My first attempt at a fursona was a lynx/owl hybrid. I almost never drew them though, as I wasn't really feeling it. My current fursona is a winged anthro canine. I've modeled an avatar after them in Second Life, and have visions of them as a future techno-avatar representing my future self. Their coloring is still subject to change, however. One possible solution is to give them a spring/summer coat, and a fall/winter coat. That way, I get to use two color combinations. The summer coat is teal, black, and white... whereas the winter coat is various shades of brown, orange, black, and white. They might also shed their wings from time to time, which would simplify their design and generally make it easier to work with.


----------



## Sappho_Cortez (Oct 26, 2020)

Dis


----------



## Borophagus Metropolis (Oct 26, 2020)

Whats up, Richard?


----------



## Sappho_Cortez (Oct 26, 2020)

Borophagus Monoclinous said:


> Whats up, Richard?


AAAAHHHHHHH!!!!


----------



## Simo (Oct 26, 2020)

I also started out with a canine character, a Malamute named Sweet Pea...before becoming a skunk.
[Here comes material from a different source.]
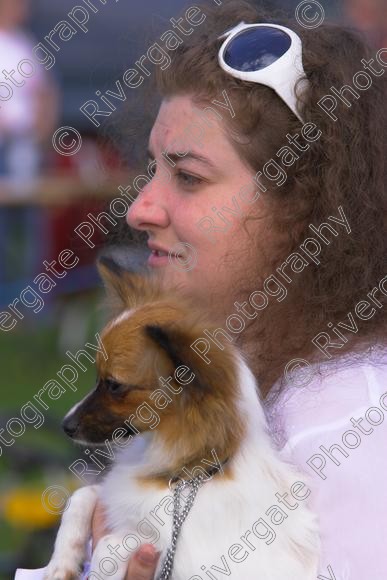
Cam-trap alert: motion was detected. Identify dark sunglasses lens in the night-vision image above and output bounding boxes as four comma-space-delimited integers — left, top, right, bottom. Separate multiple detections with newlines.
223, 26, 292, 72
I suppose at least fluffiness of coat has been a constant, if not a bit of stubbornness.


----------



## Monosuki the Aurian (Oct 26, 2020)

My old sona happened to be.....phew, quite a lot really! I had to count.....142 of them....but to spare you the long, LONG list, I'll only name four.

1: Vioko Moonlight, an old sona with the generic colors of black and red. I still use him, though he isn't a main. He was a uniquw Bloodfox species.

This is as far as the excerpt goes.